No baseball
Jameis Winston’s deal with Bucs reportedly includes a clause that prohibits him from playing pro baseball.
“Zeitgeist” means the prevailing cultural mood of an era. I hate using such $3 words as much as I hate defending Jameis Winston, but “Morning Joe” leaves me no choice.
MSNBC’s morning show convicted Winston of rape on Monday. The opinion was based on “The Hunting Ground,” a movie that hosts Joe Scarborough and Mika Brzezinski apparently saw during the weekend.
“It’s impossible to watch her, it’s impossible to watch her parents, it’s impossible to look at the events without looking at Winston and looking at the people in Tallahassee who let this young girl down. Who was shoved into the bathroom and her face shoved into the floor and raped and nobody, nobody supported her in Tallahassee because they had a national championship to win,” Scarborough said.
It’s also apparently impossible for opinion-makers to escape their intellectual bubble and conceive that a man accused of rape might be innocent or that sports organizations might not automatically be complicit.
That’s the zeitgeist of our time and Winston has become the poster thug.
Joe and Mika showed they are no different than millions of others who’ve spent months debating Winston’s culpability. They inevitably came down on the side that fits their preexisting worldview.
You know, FSU fans think Winston was railroaded. Feminists think he’s a menace to society. Selfrighteous TV hosts are dismayed the NFL would touch such a scoundrel.
I say that as someone who enjoys his cup of “Morning Joe,” the only MSNBC show that allows diversity of thought. My non-intellectual mindset presumed the hosts were smart enough to see “The Hunting Ground” for what it is.
It’s a documentary on campus rape, with the Winston saga comprising 15 minutes. It has a distinct point of view and should not be considered evidence worthy of presentation at trial.
The movie was the first time Winston’s accuser, Erica Kinsman, publicly told her side of the story. Her story deserves to be heard, but that’s all it is — her side of the story.
The movie never mentions the conflicting testimony or the forensic and toxicology evidence that didn’t support Kinsman’s claims. It highlights the initially botched police investigation. It does not mention that state attorney Willie Meggs, after his investigation, said Kinsman was “not a witness that we believed we could put on the stand and vouch for.”
Nor does it mention the FSU code of conduct hearing, during which Major Harding, a retired Florida Supreme Court Justice, heard from Winston and Kinsman, various other witnesses and reviewed more 1,000 pages of testimony and evidence. Harding found Winston did not violate the code of conduct.
None of which proves Winston did not commit rape on Dec. 12, 2012. But it should raise serious questions, especially from somebody who considers themselves a responsible quasi-journalist.
“After all these charges,” Scarborough said, “not allegations, but charges.”

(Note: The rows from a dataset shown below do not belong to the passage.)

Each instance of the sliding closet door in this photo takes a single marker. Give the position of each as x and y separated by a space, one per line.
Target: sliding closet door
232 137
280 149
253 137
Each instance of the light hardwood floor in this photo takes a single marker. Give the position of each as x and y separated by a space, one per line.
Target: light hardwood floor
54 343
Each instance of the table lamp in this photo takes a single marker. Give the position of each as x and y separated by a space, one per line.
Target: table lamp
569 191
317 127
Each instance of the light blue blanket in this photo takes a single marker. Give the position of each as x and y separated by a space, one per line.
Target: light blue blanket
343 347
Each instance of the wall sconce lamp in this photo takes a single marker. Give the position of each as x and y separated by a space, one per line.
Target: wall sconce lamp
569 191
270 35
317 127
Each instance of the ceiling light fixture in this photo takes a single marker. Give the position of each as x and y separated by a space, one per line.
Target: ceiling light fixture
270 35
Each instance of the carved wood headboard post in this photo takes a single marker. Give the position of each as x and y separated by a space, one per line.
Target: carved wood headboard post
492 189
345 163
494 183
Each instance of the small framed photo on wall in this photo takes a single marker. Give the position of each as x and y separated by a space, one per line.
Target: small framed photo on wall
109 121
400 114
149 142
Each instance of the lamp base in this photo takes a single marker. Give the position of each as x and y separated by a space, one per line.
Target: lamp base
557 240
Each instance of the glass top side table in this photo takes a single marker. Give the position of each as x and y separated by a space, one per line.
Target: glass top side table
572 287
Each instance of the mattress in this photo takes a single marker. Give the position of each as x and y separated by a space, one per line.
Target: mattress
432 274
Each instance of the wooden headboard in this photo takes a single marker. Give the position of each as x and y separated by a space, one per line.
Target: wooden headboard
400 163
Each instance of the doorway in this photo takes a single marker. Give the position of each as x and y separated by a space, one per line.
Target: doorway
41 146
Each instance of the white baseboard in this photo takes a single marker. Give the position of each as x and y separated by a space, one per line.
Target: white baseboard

Actually, Winston was never charged with anything.
“The No. 1 draft pick, after all that talk about the NFL this last fall, they were going to look at character and character was going to count finally and not just athletic prowess,” Scarborough said. “Well then, the NFL doesn’t care about rape charges or character.”
So what was the NFL supposed to do with Winston? Not draft a top quarterback prospect who’d been cleared by two investigations?
It’s the same mindset that convicted Duke lacrosse players and Virginia frat boys. Scarborough didn’t even use the “alleged” qualifier when rendering his verdict:
Kinsman was shoved to the floor and raped. Winston did it.
Scarborough knows this because he saw it in a movie.
He really needs to put a bit less zeitgeist in his Morning Joe.